As we will see in Mitzvah #433, there is an obligation for us to try to get closer to God through prayer. To help us fulfill this, our Sages established a prayer to be recited thrice-daily, corresponding to the prayers of our Forefathers. This prayer is called the Amidah (because it is recited standing); the weekday version is also called Shemoneh Esrei, the Eighteen Benedictions (although a nineteenth has since been added). Once a week for nineteen weeks, we will review the contents of the 19 blessings of “Shemoneh Esrei.”
The Shemoneh Esrei was first composed by the Anshei Knesses HaGedolah (Men of the Great Assembly), whose ranks included such august personalities as Ezra, Chagai, Zechariah, and Malachi. Some 400 years later, the order of the blessings – which had been recited orally since their initial composition – was standardized by Shimon HaPakuli in the presence of Rabban Gamliel; this represents the Shemoneh Esrei as we recite it today. (See Talmud Megilla 17b-18a.)
The first three blessings serve as a sort of introduction, as we approach the King. These blessings address the nature of God and of our relationship with Him. The first bracha, Avos, recalls the Forefathers (Abraham, Isaac and Jacob), each of whom recognized God and forged his own unique relationship with Him.

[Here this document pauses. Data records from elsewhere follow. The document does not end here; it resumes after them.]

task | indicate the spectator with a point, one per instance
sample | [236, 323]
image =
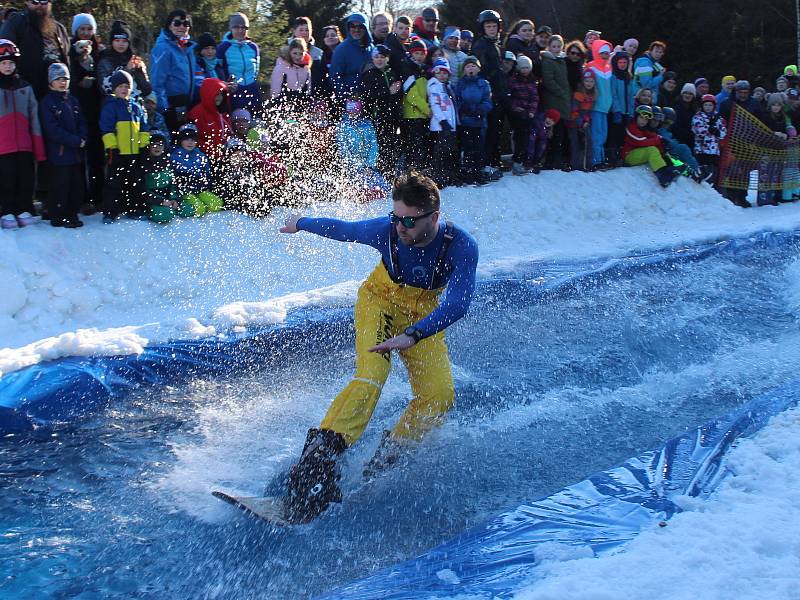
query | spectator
[321, 84]
[173, 65]
[41, 39]
[84, 60]
[125, 132]
[487, 50]
[120, 56]
[241, 60]
[351, 56]
[291, 78]
[380, 25]
[65, 134]
[648, 72]
[465, 45]
[473, 101]
[575, 53]
[523, 106]
[454, 56]
[425, 27]
[21, 143]
[208, 64]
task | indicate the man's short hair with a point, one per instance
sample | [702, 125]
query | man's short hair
[417, 190]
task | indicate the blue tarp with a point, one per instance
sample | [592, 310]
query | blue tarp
[603, 513]
[72, 388]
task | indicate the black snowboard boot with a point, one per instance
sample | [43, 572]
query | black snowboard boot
[313, 480]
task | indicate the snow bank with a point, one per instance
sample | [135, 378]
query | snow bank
[744, 543]
[118, 287]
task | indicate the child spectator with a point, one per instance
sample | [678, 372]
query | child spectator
[155, 119]
[65, 134]
[522, 110]
[443, 124]
[622, 105]
[416, 110]
[208, 64]
[381, 91]
[125, 132]
[643, 146]
[579, 124]
[121, 56]
[211, 118]
[21, 143]
[155, 183]
[474, 101]
[241, 60]
[193, 172]
[709, 130]
[84, 56]
[541, 135]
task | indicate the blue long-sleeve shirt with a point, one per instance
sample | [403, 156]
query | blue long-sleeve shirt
[416, 264]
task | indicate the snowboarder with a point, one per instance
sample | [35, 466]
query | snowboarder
[398, 308]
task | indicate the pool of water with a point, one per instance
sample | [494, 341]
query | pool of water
[550, 388]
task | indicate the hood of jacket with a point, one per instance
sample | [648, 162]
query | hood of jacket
[209, 89]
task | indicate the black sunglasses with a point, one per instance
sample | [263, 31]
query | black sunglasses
[409, 222]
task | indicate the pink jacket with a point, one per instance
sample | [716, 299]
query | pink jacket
[287, 76]
[20, 130]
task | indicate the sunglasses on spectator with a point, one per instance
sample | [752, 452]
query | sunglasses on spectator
[408, 221]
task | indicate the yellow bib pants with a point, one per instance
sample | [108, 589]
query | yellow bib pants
[383, 310]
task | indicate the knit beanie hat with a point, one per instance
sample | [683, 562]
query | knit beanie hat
[205, 40]
[238, 19]
[120, 77]
[471, 60]
[83, 19]
[417, 46]
[120, 30]
[57, 71]
[440, 64]
[553, 115]
[452, 32]
[523, 62]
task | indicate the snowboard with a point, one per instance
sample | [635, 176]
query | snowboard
[267, 508]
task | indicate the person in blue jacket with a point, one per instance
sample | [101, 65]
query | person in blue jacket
[350, 57]
[65, 135]
[473, 97]
[423, 283]
[241, 61]
[173, 64]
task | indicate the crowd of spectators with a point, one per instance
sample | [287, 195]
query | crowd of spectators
[86, 124]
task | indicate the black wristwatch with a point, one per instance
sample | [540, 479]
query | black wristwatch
[414, 333]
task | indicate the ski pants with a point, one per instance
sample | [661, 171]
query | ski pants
[383, 310]
[648, 155]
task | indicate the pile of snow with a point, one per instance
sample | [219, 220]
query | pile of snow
[743, 543]
[107, 289]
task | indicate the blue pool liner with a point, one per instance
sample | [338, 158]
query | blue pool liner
[72, 388]
[603, 512]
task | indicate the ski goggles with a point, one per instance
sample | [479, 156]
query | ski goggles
[408, 221]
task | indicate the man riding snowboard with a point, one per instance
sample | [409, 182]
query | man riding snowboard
[398, 308]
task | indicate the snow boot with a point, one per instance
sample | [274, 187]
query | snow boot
[313, 480]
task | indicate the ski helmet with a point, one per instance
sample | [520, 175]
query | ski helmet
[8, 50]
[487, 16]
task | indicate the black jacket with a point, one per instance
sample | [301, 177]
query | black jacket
[31, 65]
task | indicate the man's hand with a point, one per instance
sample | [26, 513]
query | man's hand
[398, 342]
[291, 223]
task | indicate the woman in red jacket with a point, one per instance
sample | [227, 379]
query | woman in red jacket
[643, 146]
[212, 118]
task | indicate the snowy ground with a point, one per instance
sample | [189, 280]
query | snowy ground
[113, 289]
[744, 543]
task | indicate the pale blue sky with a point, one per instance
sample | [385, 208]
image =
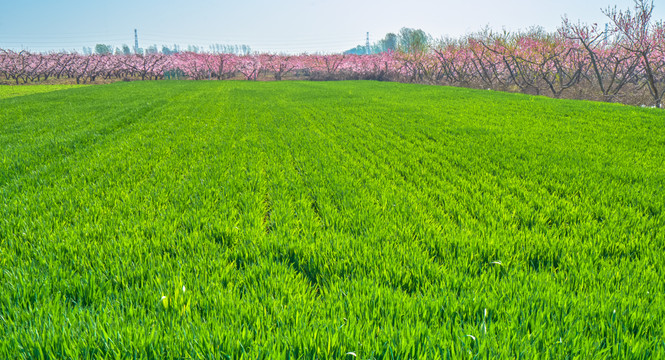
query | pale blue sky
[292, 26]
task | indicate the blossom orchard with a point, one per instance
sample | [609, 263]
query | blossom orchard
[627, 64]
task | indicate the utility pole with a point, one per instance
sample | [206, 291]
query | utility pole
[136, 42]
[607, 30]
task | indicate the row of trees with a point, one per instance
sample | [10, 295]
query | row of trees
[578, 61]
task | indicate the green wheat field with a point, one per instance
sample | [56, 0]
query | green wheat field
[328, 220]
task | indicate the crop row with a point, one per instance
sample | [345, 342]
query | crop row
[316, 219]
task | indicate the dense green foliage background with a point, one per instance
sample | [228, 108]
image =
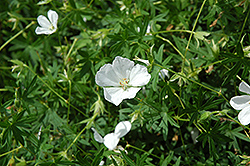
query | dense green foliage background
[47, 82]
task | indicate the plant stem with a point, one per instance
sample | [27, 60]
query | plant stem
[190, 37]
[183, 76]
[131, 146]
[176, 49]
[1, 155]
[54, 90]
[69, 101]
[16, 35]
[70, 50]
[75, 139]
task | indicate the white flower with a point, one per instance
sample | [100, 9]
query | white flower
[47, 26]
[111, 140]
[121, 79]
[242, 103]
[148, 30]
[163, 73]
[101, 163]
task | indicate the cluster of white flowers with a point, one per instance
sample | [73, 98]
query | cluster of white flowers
[112, 139]
[47, 26]
[242, 103]
[121, 79]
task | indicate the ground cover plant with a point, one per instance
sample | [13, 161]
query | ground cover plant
[92, 82]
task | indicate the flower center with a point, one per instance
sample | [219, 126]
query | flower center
[51, 27]
[124, 83]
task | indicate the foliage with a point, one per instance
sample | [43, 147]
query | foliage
[50, 100]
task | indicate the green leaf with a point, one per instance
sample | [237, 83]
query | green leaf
[20, 63]
[17, 134]
[168, 158]
[232, 73]
[98, 158]
[127, 159]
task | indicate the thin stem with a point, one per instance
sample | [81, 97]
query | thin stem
[131, 146]
[76, 139]
[69, 101]
[170, 31]
[190, 37]
[244, 24]
[16, 35]
[176, 49]
[53, 90]
[180, 100]
[141, 100]
[237, 121]
[1, 155]
[184, 147]
[183, 76]
[70, 50]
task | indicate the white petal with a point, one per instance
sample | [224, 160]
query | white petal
[53, 17]
[41, 30]
[97, 136]
[113, 95]
[163, 73]
[111, 141]
[244, 87]
[122, 128]
[43, 22]
[122, 67]
[148, 29]
[240, 102]
[244, 116]
[116, 95]
[107, 77]
[101, 163]
[139, 76]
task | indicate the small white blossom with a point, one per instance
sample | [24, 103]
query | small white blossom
[148, 30]
[121, 79]
[112, 139]
[242, 103]
[163, 73]
[47, 26]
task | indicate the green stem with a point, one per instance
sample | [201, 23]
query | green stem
[183, 76]
[75, 139]
[176, 49]
[53, 90]
[1, 155]
[142, 101]
[69, 101]
[184, 147]
[237, 121]
[244, 24]
[16, 35]
[170, 31]
[190, 37]
[70, 50]
[131, 146]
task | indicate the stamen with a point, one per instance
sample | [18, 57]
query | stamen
[124, 83]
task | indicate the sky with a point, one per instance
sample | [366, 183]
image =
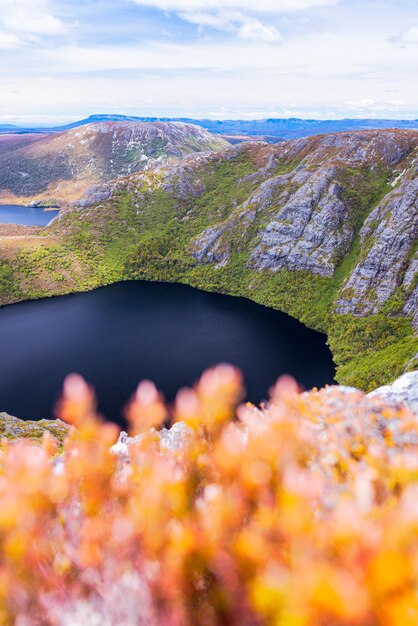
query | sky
[62, 60]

The words of this blessing reflect a number of Biblical themes. For example, the phrase “God of Abraham, God of Isaac and God of Jacob” is how God identified Himself to Moses in Exodus 3:6 and how He told Moses to refer to Him in Exodus 3:15. Similarly, the phrase “God, the great, the mighty and the awesome” is the exact phrase that Moses uses to describe Him in Deuteronomy 10:17. (According to the Talmud in Brachos 33b, those are the only praises we are allowed to say at this point – and the only reason we may say those is because they were given to us in the Torah!)
The reason we use the Forefathers as the basis for the first blessing in given in Genesis 12:2. God said to Abraham (then still called Abram), “I will make you a great nation, I will bless you, I will make your name great, and you will be a blessing.” The Talmud (Pesachim 117b) says that “I will make you a great nation” corresponds to the phrase “God of Abraham,” “I will bless you” corresponds to “God of Isaac,” and “I will make your name great” corresponds to “and God of Jacob.” One might think that all three of the Forefathers should be mentioned in the blessing’s conclusion, therefore the Torah says, “and you (that is, Abraham) will be a blessing.” For this reason, the blessing concludes “shield of Abraham,” naming him alone.
This blessing is unique in that it starts “Baruch Atah Hashem” (“Blessed are You, God”) but it does not continue “Elokeinu Melech ha’olam” (“our Lord, King of the world”). This appears to violate a principle that in order for a blessing (or a series of blessings) to be valid, its opening phrase must include mention of God’s dominion. Actually, this is accomplished by the reference to God as “God of Abraham, God of Isaac and God of Jacob.” It was the Forefathers who recognized God as King and who publicized this fact throughout the world.